Vertical Scaling vs Horizontal Scaling – 5 Key Differences
Vertical Scaling requires you to upgrade one machine to a bigger machine with more CPU power, RAM, Hard disk storage. However, Horizontal Scaling would mean you buy multiple machines and solve the scalability issue.
1. In Vertical scaling, there involves inter process communication which are very fast and your service will perform the algorithms / calculations quickly. However, in horizontal scaling, there is an involvement of network communication which tends to slow down things depending on the network.
2. Failure: In horizontal Scaling, the system is reslient. Meaning, if there is one computer failure, there wil still be another system which will be ready to accept a request. However, in vertical scaling, there is only one single point of failure - rendering your webservice un-useable when your system fails.

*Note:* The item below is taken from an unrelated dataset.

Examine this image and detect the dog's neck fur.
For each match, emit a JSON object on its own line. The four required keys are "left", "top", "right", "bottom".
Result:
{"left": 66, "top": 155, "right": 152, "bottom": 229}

3. Load Balancing is required in Horizontal scaling as we will have multiple systems in the grid, however, vertical scaling does not need any such load-balancing.
4. Data Inconsistency - In Horizontal Scaling, there is a chance of data becoming inconsistent as we are using multiple machines (although this problem can be solved to an extent, but still not completely - 100%). However, vertical scaling does not have any data inconsistency side-effects.
5. The most important and the last difference is the fact that, in vertical scaling, your biggest machine will still run into a hardware upper limit. There is only enough CPU power or enough RAM you can provide. With horizontal scaling, you will never have this issue of scaling your service as you can theoretically buy infinte number of computers.